Syntax errors can silently break later rules. A single typo can cause entire sections of .htaccess to be skipped. A missing [L] flag, for instance, can cause unintended rule chaining.

More rules means harder debugging. Large files with many rules are difficult to troubleshoot because any rule can interact with any other.

Conflicting conditions produce unpredictable behaviour. A RewriteCond may only apply in certain circumstances, making the problem appear intermittent or random.

Why it is almost never a server issue

If .htaccess was working and stopped working after a change, the issue is almost certainly within the file itself.

  • The web server does not modify your .htaccess file - all changes are user-driven.
  • If .htaccess were disabled at a server level, it would stop working entirely, not fail selectively.

A worked example

Consider a scenario where a site has .htaccess rules for GeoIP-based redirection, bot-blocking, and allow-through exceptions. When some rules stop working, the temptation is to suspect a server misconfiguration.

What is more likely happening:

  1. Rules are being processed out of order - a block rule may override an allow rule.
  2. A syntax error in one rule is causing the server to ignore everything after it.
  3. Multiple suspected issues are being investigated at once, making it harder to isolate the real cause.

Even for experienced administrators, .htaccess debugging is a process of elimination. Testing rules in isolation is the only reliable way to rule out server-side causes.


7. What to include when contacting support

If you have worked through the steps above and still need help, please provide:

  • The exact error message or behaviour you are seeing
  • The last known working state - what changed before the issue appeared?
  • A copy of your .htaccess file, ideally reduced to only the problematic section or a test directory
  • The steps you have already tried, such as syntax validation and isolation testing

8. Support scope and charges

We will always try to help where we can, but .htaccess debugging is a development task rather than a core hosting service.

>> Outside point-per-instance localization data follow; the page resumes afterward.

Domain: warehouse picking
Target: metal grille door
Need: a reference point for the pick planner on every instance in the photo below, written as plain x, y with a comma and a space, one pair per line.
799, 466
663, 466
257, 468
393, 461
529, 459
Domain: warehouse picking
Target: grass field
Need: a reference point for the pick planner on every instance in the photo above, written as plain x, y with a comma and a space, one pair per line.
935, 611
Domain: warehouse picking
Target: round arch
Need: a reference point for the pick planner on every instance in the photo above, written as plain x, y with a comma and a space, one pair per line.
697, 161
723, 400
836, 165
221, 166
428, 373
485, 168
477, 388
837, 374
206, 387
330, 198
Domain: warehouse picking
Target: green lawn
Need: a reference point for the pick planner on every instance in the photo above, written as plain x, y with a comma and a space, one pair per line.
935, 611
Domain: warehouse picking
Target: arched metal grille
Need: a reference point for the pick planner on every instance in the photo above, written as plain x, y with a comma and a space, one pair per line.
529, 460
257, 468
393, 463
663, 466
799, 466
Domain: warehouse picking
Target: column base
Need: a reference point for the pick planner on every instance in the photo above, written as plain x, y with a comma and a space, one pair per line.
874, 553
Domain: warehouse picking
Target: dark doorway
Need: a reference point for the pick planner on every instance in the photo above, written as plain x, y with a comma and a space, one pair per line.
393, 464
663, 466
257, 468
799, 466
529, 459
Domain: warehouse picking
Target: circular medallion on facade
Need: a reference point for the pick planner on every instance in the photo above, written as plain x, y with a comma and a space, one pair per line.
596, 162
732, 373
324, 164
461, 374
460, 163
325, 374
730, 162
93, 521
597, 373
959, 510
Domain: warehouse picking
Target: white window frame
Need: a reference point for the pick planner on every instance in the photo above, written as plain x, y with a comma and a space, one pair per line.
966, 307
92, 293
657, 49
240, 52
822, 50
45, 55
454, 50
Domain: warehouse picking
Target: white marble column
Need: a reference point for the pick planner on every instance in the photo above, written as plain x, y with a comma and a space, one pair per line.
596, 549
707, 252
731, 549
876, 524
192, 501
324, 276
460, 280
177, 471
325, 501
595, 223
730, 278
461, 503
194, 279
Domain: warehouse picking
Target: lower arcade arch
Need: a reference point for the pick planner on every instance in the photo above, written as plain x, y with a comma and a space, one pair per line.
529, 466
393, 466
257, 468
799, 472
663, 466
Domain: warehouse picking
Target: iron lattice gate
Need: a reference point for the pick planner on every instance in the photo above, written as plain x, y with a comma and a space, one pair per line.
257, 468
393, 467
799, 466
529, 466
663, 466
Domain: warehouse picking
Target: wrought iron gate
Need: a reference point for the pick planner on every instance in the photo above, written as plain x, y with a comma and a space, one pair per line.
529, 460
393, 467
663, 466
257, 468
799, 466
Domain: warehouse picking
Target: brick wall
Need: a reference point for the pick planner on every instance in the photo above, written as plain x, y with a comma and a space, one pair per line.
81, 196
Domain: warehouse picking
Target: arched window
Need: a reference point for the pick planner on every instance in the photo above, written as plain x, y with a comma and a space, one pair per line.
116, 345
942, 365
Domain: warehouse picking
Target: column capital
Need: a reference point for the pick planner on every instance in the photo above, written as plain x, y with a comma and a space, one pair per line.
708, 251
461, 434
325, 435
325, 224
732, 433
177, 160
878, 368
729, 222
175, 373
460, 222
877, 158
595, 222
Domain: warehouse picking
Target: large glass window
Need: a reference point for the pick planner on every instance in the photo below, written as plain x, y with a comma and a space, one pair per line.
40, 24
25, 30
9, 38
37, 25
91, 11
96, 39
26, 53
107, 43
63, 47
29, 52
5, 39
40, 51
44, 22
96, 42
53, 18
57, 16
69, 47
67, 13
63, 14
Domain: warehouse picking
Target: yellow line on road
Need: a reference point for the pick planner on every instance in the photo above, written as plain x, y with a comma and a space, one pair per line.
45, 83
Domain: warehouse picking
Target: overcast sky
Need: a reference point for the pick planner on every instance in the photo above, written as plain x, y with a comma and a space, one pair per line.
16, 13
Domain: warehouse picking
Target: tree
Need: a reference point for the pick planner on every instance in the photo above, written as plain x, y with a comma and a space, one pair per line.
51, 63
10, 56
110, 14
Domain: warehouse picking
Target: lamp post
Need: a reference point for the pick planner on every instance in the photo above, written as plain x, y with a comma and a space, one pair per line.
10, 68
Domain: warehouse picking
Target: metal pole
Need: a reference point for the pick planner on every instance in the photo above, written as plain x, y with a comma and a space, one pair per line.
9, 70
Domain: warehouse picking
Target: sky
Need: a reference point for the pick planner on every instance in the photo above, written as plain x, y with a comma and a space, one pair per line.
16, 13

  • If you have a complex, multi-rule .htaccess file and cannot isolate the defective rule, we may not be able to assist within standard support.
  • If debugging requires significant time, higher-tier support may be needed and charges may apply.
  • If you believe the issue is server-level and we determine it is a configuration issue in your file, we will confirm the server is working as expected. Any further debugging time may be subject to a fee.

To keep things moving quickly:

  • Use an online .htaccess validator before contacting support.
  • Isolate and test individual rules rather than submitting an entire file for review.
  • Provide the last known working configuration.
  • Test in a separate directory before applying changes to your live site.